AIBA e Governo alinham estratégia para defender limites do Oeste da Bahia

São Desidério - porta de entrada da Ferrovia na Bahia. Governo quer manter unidade da Bahia.
São Desidério – porta de entrada da Ferrovia na Bahia. Governo quer manter unidade da Bahia.

“É preciso respeitar a dinâmica territorial, a cultura estabelecida no lugar, a relação das pessoas com o estado de origem. Entender o que é o limite real e o limite formal”. A frase do Governador Jaques Wagner, proferida na quinta-feira (08/11/2012) durante a  reunião com os representantes da Associação de Agricultores e Irrigantes da Bahia (Aiba), em Salvador, resume o entendimento que o Estado tem diante do risco iminente da Bahia ter suas divisas alteradas, com prejuízo de mais de 100 mil hectares em seu território.

Wagner garantiu a sua participação na audiência de conciliação, convocada pelo ministro do Superior Tribunal Federal (STF) para o dia 13, em Brasília. O governador, que desmarcou uma agenda internacional para defender o estado no STF, convidou o vice-presidente da Aiba, Sérgio Pitt, para participar da reunião em Brasília, assim como um representante do corpo jurídico da Associação. Os estados de Tocantins, Goiás, Piauí e Minas Gerais também estarão representados.

O coro da Aiba ontem no Centro Administrativo da Bahia (CAB), em Salvador, foi reforçado pela presença da Associação Baiana dos Produtores de Algodão (Abapa), Associação dos Produtores de Café da Bahia (Assocafé), e Fundeagro.“Essa audiência de conciliação pode ser positiva. A ação foi movida no passado,  pela própria Bahia. Não estou aqui para julgar o passado, mas eu faria diferente. Teria buscado uma conciliação lá atrás”, refletiu o governador.

Equipamento colhe soja em plantação localizada no município de Luiz Eduardo Magalhães. Potencial econômico do Oeste da Bahia é importante para o Estado.
Equipamento colhe soja em plantação localizada no município de Luiz Eduardo Magalhães. Potencial econômico do Oeste da Bahia é importante para o Estado.

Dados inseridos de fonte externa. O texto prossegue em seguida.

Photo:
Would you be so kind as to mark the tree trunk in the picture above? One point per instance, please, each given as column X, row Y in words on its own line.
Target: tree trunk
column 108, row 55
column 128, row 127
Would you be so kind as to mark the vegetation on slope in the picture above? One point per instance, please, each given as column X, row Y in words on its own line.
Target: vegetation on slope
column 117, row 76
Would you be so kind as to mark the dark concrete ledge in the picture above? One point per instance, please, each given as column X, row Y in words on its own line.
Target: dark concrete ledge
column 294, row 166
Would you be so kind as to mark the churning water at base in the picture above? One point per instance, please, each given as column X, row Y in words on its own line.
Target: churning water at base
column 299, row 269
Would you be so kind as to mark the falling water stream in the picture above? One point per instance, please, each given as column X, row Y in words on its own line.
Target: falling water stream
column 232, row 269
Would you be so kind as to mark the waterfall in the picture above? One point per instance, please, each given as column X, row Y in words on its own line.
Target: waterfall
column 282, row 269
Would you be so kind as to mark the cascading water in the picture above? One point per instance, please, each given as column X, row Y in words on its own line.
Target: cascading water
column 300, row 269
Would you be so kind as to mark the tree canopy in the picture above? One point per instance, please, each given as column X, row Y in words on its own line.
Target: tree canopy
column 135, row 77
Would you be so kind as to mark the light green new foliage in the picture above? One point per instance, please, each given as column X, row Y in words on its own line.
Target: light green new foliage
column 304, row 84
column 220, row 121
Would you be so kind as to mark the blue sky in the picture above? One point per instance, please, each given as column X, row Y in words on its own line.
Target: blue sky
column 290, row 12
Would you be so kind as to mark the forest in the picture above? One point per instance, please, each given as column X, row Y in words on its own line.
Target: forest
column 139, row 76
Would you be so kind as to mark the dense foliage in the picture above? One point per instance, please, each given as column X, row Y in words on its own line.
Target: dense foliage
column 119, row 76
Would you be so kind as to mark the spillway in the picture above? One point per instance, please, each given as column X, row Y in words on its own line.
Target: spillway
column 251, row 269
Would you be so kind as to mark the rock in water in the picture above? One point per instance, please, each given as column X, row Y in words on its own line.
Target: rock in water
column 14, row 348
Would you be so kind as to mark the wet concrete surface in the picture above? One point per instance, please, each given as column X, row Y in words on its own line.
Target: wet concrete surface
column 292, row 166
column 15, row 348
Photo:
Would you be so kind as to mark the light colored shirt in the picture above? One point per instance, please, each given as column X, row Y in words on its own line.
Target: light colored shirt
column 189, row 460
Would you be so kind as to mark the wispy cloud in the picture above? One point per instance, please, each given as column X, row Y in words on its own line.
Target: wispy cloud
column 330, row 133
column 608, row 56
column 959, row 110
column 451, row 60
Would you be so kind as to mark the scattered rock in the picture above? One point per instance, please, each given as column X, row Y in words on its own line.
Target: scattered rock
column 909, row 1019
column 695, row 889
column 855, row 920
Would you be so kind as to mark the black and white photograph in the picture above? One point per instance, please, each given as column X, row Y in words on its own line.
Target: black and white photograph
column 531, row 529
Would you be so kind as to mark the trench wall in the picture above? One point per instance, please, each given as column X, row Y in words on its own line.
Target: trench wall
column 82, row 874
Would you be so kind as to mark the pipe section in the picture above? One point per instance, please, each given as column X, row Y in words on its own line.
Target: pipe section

Os representantes da Aiba mostraram em um mapa, junto com os técnicos da Superintendência de Estudos Sociais e Econômicos da Bahia (SEI), as alterações territoriais que ocorrerão caso o parâmetro de “divisor de águas” for estabelecido como limite formal do estado. O consenso é de que historicamente o acidente geográfico é o que determina os limites. No caso da Bahia, este marco é a Serra Geral. “A Bahia está em cima da escarpa. Em alguns pontos o divisor de águas fica antes do limite da serra, criando ilhas isoladas nas quais os estados que passarão a administra-las não conseguem chegar”, disse Sérgio Pitt.

Segundo o técnico da SEI, Antonio Cunha, que estará presente na reunião do dia 13, o divisor de águas deveria ser adotado nos casos em que não há acidente geográfico. “É preciso atualizar as divisas de acordo com a dinâmica atual. As lei são antigas e não correspondem à dinâmica atual”, disse Cunha.

A Aiba argumenta que a mudança no marco divisório não contemplará a evolução da ocupação e não atenderá às necessidades da vida atual da população atingida. Além disso, será um retrocesso  no licenciamento ambiental, pois, com a promulgação da Lei Complementar n°140/2012, que definiu as competências dos entes federativos, em áreas comuns a dois estados, caberá ao IBAMA o licenciamento ambiental. Pelo modelo atual, a competência é municipal. Mudando para o âmbito federal, o processo é mais burocrático, propiciando a geração de passivos ambientais.

Sistema de abastecimento de água no povoado de Rosário em Correntina. Governo da Bahia realiza investimento no Oeste do Estado.
Sistema de abastecimento de água no povoado de Rosário em Correntina. Governo da Bahia realiza investimento no Oeste do Estado.

Durante a reunião, Jaques Wagner elogiou a atuação do secretário da Agricultura, Eduardo Salles na questão. “O secretário é um ferrenho defensor dos produtores baianos, e quando se trata do Oeste da Bahia, essa defesa é apaixonada”, disse Wagner.

Na reunião, os produtores apresentaram para o Governador o pedido de  renovação do Programa de Incentivo à Cotonicultura do Estado da Bahia (Proalba) pelo prazo de dez anos. “A renovação por esse prazo vai estimular os produtores a entrar na cotonicultura ou ampliar suas áreas, pois os investimentos necessários a isso são altos, e demandam um longo prazo para viabilizar a amortização.Com a renovação, acreditamos que poderemos dobrar a área plantada hoje no Oeste da Bahia, gerando muito mais empregos, renda e arrecadação para o estado”, disse Ademar Marçal, presidente do Fundeagro.